What Financial Advisors Are Reading This Week
22nd Mar 2016

How The Risks Of The Wealthy Help The Middle Class
Advisor and wealth manager Tanya Tucker looks at conservative theorist Jeffrey Anderson’s “Main Street Tax Plan.” His plan is focused “on the well-being of typical Americans” but Tucker argues it would do very little to boost their economic chances because the typical American doesn’t have much money to lose. The rich have money to lose, says Tucker, which is why much lower tax rates on wealth that is earned or inherited are so crucial to the economic well-being of everyone else.
Via The Trust Advisor
Wealth Management Is The Most Profitable Business Model For Financial Advisors
Among the three types of business models adopted by financial advisors (wealth management, multi-family offices and investment management), wealth management is regularly the most profitable. In each of the business models, some financial advisors were earning millions of dollars annually, but the relative percentage of wealth managers was greater with slightly more than 10% of wealth managers earning $1 million or more in 2015; 45% earned between $500,000 and $1 million.
Via Forbes
This Estate Mistake Can Tear Your Family Apart
Equal splits among siblings are still the norm in estate planning, yet a new study finds that more parents are writing wills that favor some of their children more than others that experts say that’s a recipe for discord.
The number of parents who treat their children unequally in wills more than doubled from 1995 to 2010, according to an October 2015 working paper from the National Bureau of Economic Research.
Via The Trust Advisor
Why More Clients Leave Indie Brokers Than Wirehouses
Clients of wirehouse advisors are much less likely to leave than those who work with independent brokers.

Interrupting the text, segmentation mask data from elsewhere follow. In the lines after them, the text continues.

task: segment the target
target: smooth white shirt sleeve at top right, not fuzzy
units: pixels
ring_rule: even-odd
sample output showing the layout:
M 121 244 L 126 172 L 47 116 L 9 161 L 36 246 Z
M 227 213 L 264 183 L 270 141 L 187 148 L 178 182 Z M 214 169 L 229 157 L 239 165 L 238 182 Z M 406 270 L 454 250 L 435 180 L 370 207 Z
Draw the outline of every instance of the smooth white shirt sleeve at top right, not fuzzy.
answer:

In 2015, just 5% of wirehouse clients left their advisors over high fees but 16% left independent broker-dealers and 20% left dually-registered advisors. The rate may have something to do with the types of clients the various advisors target.
Is Retirement Facing Extinction?
Retirement wealth is turning into retirement poverty for a growing portion of working households, according to the Economic Policy Institute (EPI). The labor-focused think tank has found “retirement wealth has not grown fast enough to keep pace with an aging population and other changes.” While retirement wealth has risen in absolute terms since the 1990s, the EPI says the growth trend has lagged behind changes in the aging population’s size and needs.